El ajedrez es un juego de estrategia de mucha profundidad, que requiere concentración y habilidad del jugador. Grandes ajedrecistas de la historia empezaron a jugar el ajedrez desde la infancia, por eso se recomienda a los padres que deseen que sus hijos jueguen al ajedrez, que les enseñen lo antes posible. Cuanto antes aprendan los niños, mejores y más destrezas desarrollarán.

Un niño puede empezar a jugar el ajedrez a partir de los cuatro años de edad. El juego, para él, puede tener distintas finalidades: diversión y entrenamiento; competición; mejoría de la concentración, la memoria y la creatividad; complemento a la educación y formación.
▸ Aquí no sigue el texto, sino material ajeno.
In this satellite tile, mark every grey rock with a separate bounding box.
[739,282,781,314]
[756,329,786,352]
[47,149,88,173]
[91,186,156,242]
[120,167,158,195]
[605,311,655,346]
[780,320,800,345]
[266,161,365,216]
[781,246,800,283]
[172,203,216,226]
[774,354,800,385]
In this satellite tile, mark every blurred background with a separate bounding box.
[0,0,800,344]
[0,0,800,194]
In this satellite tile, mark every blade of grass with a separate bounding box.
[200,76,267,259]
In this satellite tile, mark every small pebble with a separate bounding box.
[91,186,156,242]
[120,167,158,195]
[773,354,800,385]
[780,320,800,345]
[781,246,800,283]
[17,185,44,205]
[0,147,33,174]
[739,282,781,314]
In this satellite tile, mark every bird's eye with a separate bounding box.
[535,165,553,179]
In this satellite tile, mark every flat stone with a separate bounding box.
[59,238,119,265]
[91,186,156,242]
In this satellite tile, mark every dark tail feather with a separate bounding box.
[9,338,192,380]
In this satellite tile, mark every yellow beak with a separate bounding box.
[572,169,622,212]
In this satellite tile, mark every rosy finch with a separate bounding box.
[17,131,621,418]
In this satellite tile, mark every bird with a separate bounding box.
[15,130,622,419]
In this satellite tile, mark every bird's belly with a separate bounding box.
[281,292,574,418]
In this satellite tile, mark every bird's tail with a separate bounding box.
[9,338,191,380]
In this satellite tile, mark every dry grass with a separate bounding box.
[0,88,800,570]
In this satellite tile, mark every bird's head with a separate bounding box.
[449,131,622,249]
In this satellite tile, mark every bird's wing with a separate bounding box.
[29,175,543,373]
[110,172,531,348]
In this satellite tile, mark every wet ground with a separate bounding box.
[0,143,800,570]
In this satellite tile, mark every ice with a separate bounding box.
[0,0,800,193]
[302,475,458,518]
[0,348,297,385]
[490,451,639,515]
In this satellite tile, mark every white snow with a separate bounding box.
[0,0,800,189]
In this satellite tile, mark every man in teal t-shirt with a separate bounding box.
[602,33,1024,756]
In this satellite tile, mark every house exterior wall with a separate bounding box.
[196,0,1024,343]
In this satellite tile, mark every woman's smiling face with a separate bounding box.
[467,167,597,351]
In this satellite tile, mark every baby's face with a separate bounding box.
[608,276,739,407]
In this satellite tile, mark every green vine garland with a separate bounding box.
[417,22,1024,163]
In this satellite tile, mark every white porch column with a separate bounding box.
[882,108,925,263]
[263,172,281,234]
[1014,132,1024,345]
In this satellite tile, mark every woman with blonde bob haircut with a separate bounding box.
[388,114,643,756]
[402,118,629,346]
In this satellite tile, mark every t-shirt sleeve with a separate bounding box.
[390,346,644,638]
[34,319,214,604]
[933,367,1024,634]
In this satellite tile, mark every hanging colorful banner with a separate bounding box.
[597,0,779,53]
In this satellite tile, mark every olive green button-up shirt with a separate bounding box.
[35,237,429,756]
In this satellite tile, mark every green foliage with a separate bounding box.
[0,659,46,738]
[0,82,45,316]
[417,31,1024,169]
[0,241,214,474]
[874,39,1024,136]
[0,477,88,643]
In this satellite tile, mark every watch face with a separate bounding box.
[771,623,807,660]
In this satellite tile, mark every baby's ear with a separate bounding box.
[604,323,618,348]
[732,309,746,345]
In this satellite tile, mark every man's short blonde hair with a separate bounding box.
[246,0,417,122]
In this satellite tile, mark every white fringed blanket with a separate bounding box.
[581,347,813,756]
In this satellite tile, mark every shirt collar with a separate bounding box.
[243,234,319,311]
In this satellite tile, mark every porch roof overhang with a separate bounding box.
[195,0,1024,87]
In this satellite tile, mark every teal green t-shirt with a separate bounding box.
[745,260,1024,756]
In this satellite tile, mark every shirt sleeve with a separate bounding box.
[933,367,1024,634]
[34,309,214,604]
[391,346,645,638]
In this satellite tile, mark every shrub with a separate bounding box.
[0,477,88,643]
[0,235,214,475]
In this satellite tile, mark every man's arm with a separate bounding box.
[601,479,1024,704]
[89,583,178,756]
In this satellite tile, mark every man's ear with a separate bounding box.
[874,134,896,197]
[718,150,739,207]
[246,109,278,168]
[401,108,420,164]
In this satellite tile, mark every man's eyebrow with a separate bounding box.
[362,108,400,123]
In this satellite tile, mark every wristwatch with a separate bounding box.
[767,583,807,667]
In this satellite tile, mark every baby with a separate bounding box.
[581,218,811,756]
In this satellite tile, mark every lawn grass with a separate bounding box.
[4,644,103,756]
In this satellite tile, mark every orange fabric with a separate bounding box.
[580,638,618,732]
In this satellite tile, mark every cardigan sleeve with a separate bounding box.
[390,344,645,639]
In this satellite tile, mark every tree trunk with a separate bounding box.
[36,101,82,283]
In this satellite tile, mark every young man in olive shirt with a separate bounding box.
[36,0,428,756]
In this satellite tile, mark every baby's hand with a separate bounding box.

Además, se reconocen muchos beneficios del ajedrez en las áreas del desarrollo intelectual, las habilidades y el estado emocional.

Beneficios del ajedrez para los niños

Niño juega a ajedrez

En cuanto a la capacidad intelectual, el ajedrez puede ayudar a los niños a mejorar:

 

– La atención, concentración y la memoria.

– El poder de análisis, síntesis y organización.

– La capacidad de resolución de problemas y toma de decisiones bajo presión.

– La creatividad y la imaginación.

– El razonamiento lógico-matemático.

Y en lo que se refiere a la inteligencia emocional, el ajedrez puede ayudar a los niños a que aprendan a:

– Tener control emocional, sabiendo llevar tanto los éxitos como la frustración.

– Tener sentido de transparencia, siendo honestos e íntegros consigo mismo y con los demás.

– Adaptarse a múltiples e inesperadas situaciones.

– Esforzarse para conseguir lo que se propone e incrementar su autoestima y confianza.

– Tener iniciativa.

– Tener empatía y comprender al oponente durante el juego.

trabajar en equipo y colaborar.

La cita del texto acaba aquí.